There’s a human dimension to this story that transcends all of the Palace Intrigue, the misinformation from the Administration, the craziness in the Press. It’s about Joseph and Valerie Wilson’s lives.
"We knew nothing about what was going on in Iraq," a CIA official recalled. "We were way behind the eight ball. We had to look under every rock." Wilson, too, occasionally flew overseas to monitor operations. She also went to Jordan to work with Jordanian intelligence officials who had intercepted a shipment of aluminum tubes heading to Iraq that CIA analysts were claiming–wrongly–were for a nuclear weapons program. (The analysts rolled over the government’s top nuclear experts, who had concluded the tubes were not destined for a nuclear program.)The JTFI found nothing. The few scientists it managed to reach insisted Saddam had no WMD programs. Task force officers sent reports detailing the denials into the CIA bureaucracy. The defectors were duds–fabricators and embellishers. (JTFI officials came to suspect that some had been sent their way by Ahmad Chalabi’s Iraqi National Congress, an exile group that desired a US invasion of Iraq.) The results were frustrating for the officers. Were they not doing their job well enough–or did Saddam not have an arsenal of unconventional weapons? Valerie Wilson and other JTFI officers were almost too overwhelmed to consider the possibility that their small number of operations was, in a way, coming up with the correct answer: There was no intelligence to find on Saddam’s WMDs because the weapons did not exist. Still, she and her colleagues kept looking. (She also assisted operations involving Iran and WMDs.)

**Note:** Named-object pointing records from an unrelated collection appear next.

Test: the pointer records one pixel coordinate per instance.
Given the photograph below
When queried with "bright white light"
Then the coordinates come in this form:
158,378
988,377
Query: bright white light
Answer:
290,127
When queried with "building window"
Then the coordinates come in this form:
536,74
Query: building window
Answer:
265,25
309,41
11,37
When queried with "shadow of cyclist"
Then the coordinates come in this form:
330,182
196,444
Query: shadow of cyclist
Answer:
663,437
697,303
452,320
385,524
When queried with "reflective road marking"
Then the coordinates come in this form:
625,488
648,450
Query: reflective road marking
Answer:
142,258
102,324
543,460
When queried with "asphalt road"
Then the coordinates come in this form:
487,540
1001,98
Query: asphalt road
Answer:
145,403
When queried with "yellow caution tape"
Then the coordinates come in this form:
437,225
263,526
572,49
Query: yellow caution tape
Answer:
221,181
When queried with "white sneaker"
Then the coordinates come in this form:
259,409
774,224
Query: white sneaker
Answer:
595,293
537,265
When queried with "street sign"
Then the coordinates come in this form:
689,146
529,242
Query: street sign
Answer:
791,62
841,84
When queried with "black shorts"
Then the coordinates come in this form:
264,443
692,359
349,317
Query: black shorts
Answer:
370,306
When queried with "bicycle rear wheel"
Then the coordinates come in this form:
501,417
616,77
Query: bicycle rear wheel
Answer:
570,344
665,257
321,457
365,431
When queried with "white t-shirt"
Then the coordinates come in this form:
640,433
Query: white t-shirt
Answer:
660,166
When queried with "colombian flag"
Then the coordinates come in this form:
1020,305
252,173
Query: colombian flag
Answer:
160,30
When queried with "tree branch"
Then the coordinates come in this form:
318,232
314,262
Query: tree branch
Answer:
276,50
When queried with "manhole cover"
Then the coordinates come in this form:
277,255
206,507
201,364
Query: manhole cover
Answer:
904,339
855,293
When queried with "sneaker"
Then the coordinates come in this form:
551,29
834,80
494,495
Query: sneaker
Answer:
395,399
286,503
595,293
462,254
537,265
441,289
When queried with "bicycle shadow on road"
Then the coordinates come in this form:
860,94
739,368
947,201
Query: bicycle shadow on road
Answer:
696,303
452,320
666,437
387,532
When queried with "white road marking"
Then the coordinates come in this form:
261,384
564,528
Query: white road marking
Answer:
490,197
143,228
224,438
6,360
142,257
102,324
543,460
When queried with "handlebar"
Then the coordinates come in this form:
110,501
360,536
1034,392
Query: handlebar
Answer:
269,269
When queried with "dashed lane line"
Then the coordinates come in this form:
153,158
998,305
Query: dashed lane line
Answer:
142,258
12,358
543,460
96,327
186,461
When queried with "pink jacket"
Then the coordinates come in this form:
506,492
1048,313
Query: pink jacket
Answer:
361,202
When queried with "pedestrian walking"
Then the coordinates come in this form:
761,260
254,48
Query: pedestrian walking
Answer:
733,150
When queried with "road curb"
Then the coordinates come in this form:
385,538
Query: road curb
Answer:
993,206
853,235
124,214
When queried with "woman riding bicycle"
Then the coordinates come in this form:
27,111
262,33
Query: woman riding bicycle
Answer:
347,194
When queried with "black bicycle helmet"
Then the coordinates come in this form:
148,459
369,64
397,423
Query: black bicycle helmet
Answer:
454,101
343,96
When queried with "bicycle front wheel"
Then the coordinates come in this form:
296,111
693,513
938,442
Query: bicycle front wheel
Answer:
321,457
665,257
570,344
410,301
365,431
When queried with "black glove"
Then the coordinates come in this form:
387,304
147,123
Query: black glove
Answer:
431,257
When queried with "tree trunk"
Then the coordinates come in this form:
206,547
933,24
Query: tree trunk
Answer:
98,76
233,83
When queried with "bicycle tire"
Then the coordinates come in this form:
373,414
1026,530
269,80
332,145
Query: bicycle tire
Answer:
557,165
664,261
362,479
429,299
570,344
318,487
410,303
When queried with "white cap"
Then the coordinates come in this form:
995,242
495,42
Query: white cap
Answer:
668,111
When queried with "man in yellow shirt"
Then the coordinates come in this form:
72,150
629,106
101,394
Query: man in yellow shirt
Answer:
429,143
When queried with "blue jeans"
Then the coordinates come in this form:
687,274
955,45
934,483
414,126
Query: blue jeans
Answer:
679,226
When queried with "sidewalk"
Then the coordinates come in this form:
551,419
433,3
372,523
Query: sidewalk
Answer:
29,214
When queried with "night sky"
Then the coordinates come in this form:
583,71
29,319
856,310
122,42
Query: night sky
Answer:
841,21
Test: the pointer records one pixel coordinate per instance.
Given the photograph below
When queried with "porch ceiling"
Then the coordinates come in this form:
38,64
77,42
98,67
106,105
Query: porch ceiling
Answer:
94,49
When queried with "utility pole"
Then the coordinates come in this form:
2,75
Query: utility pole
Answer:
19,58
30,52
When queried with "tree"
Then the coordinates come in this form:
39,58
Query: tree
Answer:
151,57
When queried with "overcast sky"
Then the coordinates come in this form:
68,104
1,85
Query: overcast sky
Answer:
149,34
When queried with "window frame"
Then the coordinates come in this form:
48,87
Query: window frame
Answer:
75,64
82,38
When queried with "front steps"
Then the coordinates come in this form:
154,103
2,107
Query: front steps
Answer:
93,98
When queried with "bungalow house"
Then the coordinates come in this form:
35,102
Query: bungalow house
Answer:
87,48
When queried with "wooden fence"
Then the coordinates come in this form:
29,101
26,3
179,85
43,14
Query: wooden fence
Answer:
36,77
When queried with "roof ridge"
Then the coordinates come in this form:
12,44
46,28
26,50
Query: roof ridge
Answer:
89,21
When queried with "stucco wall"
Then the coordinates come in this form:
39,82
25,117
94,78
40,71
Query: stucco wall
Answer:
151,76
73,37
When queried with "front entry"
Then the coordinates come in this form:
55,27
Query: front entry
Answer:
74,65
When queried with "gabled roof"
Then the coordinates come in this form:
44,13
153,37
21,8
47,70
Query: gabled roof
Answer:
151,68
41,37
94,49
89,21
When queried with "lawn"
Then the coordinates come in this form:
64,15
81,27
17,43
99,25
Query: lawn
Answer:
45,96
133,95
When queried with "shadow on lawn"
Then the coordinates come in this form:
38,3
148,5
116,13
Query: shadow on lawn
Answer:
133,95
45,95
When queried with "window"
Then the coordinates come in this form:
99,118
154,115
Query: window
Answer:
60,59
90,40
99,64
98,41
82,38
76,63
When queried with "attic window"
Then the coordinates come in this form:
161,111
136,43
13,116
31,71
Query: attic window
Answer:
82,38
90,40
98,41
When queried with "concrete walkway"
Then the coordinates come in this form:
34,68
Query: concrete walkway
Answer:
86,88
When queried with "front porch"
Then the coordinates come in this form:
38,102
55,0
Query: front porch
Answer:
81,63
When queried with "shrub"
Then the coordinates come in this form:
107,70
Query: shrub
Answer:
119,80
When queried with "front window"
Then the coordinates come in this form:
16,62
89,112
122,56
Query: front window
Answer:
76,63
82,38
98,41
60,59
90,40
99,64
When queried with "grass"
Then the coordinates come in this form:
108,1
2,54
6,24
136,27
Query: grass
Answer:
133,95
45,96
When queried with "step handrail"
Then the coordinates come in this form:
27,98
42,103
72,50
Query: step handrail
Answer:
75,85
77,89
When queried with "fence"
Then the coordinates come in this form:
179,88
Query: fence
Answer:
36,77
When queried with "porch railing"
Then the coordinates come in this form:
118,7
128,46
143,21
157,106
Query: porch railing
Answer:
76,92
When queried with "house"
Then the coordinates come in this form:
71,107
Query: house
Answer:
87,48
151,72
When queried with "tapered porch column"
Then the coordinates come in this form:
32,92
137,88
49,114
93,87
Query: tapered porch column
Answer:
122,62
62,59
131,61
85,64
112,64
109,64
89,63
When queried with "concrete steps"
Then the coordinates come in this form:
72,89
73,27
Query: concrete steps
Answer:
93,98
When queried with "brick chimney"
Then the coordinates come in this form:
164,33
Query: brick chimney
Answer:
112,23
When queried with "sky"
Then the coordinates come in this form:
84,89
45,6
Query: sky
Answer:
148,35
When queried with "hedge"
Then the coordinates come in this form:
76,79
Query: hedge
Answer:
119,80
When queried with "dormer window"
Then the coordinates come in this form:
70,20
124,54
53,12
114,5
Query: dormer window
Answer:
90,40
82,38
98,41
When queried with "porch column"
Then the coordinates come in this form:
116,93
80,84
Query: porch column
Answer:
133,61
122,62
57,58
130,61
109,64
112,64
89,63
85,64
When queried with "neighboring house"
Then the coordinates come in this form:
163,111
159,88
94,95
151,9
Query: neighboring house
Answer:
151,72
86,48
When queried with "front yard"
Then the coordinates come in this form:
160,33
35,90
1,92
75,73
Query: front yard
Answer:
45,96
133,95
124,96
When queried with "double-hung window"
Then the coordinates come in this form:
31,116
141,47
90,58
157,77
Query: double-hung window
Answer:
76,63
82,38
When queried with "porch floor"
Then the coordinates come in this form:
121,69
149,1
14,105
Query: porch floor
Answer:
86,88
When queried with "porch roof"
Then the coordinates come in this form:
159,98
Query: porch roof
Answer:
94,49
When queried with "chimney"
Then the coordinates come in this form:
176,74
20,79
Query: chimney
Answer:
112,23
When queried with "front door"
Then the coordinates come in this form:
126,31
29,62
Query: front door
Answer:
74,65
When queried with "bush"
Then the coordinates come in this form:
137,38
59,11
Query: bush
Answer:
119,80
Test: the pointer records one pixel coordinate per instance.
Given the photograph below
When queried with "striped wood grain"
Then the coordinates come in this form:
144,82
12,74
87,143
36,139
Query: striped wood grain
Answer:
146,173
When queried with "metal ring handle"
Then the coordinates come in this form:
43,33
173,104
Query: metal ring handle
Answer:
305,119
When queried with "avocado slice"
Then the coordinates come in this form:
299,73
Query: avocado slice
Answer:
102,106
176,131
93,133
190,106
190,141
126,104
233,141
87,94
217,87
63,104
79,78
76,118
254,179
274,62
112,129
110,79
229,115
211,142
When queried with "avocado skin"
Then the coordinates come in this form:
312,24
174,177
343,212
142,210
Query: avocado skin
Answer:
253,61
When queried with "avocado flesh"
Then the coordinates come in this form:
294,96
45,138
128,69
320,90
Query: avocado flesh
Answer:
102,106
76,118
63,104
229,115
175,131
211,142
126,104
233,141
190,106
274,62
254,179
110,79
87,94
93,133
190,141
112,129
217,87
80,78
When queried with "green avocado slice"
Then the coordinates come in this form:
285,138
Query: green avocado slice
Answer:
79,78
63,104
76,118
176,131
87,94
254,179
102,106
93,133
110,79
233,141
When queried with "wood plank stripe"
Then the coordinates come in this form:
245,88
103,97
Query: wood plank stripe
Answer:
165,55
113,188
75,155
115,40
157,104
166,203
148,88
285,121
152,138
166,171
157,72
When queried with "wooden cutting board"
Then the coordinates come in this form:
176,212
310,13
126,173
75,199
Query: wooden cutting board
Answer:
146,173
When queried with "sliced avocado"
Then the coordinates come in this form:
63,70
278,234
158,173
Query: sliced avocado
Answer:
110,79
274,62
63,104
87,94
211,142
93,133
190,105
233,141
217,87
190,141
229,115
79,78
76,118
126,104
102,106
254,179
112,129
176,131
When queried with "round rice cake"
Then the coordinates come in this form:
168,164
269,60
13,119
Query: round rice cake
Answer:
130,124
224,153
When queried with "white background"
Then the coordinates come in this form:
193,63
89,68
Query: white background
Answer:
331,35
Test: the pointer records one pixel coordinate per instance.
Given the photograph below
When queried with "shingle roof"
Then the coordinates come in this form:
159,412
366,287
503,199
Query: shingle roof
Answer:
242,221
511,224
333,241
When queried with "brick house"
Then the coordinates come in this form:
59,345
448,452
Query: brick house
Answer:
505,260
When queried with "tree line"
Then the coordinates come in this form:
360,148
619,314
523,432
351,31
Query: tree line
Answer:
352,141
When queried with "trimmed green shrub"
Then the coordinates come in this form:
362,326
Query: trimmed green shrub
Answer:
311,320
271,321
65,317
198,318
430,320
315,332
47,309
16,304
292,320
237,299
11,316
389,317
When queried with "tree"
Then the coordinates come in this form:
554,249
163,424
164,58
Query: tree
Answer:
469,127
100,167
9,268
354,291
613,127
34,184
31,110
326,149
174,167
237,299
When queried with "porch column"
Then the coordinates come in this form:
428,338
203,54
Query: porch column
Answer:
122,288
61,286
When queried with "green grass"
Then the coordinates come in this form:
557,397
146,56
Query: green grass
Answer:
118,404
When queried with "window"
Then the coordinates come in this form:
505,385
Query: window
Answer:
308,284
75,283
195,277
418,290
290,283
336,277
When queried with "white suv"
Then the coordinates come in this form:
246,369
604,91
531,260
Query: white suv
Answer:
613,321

When the war started in March 2003, JTFI officers were disappointed. "I felt like we ran out of time," one CIA officer recalled. "The war came so suddenly. We didn’t have enough information to challenge the assumption that there were WMDs…. How do you know it’s a dry well? That Saddam was constrained. Given more time, we could have worked through the issue…. From 9/11 to the war–eighteen months–that was not enough time to get a good answer to this important question."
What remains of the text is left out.